Are ‘Blue Lives Matter’ Laws Just Symbolic?
Critics say laws that treat attacks against police officers as a hate crime are unnecessary and hard to enforce.
Nearly every state imposes additional criminal penalties when a perpetrator assaults or kills a police officer. Should such attackers also be convicted of hate crimes?
It turns out a lot of states think they should. Last year, Louisiana became the first to pass a “blue lives matter” law, treating targeted attacks against law enforcement officers as a hate crime. More than a dozen states have since followed suit. “Any piece of legislation that tries to hold people accountable for any criminal activity that’s hate-driven is good,” says Jim Bueermann, president of the Police Foundation, a research organization in Washington, D.C. “When you ask a certain class of people, in this case cops, to risk their lives for perfect strangers, you should step up and say, ‘We’re going to act when you are a victim of hate.’”
Not every assault on a police officer or sheriff’s deputy should be treated as a hate crime, Bueermann stresses.
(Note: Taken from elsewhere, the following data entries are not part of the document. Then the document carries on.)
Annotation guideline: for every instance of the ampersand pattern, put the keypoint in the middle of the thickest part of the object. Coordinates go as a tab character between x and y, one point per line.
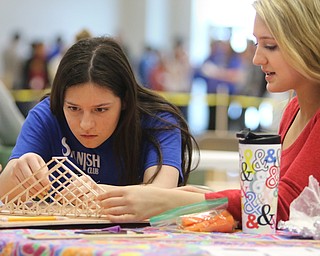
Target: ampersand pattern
259	174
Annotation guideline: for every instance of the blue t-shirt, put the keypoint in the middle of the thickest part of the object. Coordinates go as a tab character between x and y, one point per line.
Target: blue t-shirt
42	134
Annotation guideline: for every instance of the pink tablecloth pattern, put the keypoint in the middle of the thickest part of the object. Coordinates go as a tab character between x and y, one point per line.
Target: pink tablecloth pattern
16	242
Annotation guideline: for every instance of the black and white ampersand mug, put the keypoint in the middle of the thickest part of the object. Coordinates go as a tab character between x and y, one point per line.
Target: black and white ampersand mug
259	166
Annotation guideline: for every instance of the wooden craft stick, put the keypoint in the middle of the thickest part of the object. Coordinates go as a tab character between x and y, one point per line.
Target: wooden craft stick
32	218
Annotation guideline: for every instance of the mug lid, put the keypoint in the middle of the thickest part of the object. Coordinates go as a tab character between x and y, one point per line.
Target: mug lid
247	137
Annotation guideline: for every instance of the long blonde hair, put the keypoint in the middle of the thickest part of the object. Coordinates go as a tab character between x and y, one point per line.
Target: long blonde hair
295	24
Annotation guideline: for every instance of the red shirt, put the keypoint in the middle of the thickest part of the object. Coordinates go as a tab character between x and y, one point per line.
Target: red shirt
297	163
A cop might get punched in the nose because the perpetrator is trying to get away, or is simply too drunk to know better. That’s all in the line of duty. It’s only when someone specifically targets cops -- as happened with the fatal shootings in Baton Rouge and New York that prompted these laws -- that it should be considered a hate crime, Bueermann says.
That’s exactly what makes these laws problematic, argues Michael Bronski, a Harvard professor who co-authored a book about targeted violence called Considering Hate. Bronski opposes hate crime laws in general. Still, he believes the ones that seek to protect people based on sexual orientation or racial identity rather than profession make more sense, because such groups are commonly subjected to discrimination, which police officers are not. “There have been some instances where they’ve been singled out,” he says, “but these attacks are not pervasive against police forces across the country.”
Civil rights groups have made similar arguments, with the Anti-Defamation League maintaining that convictions will be difficult under blue lives matter regimes because prosecutors will have to prove intent. Others say the laws are a solution in search of a problem, since there are already enhanced penalties in place to punish anyone who physically attacks police.
Such arguments have fallen on deaf ears. Few laws have passed so rapidly and with so little opposition around the country. As with other hate crime laws, the blue lives matter provisions may end up being used sparingly, but their continuing passage is all but assured. It is quickly becoming the legislative equivalent of putting out “we support the police” yard signs. “Their job is dangerous enough already,” Arizona Gov. Doug Ducey said of police as he signed his state’s law. “We have zero tolerance for anyone who would target officers simply for doing their jobs.”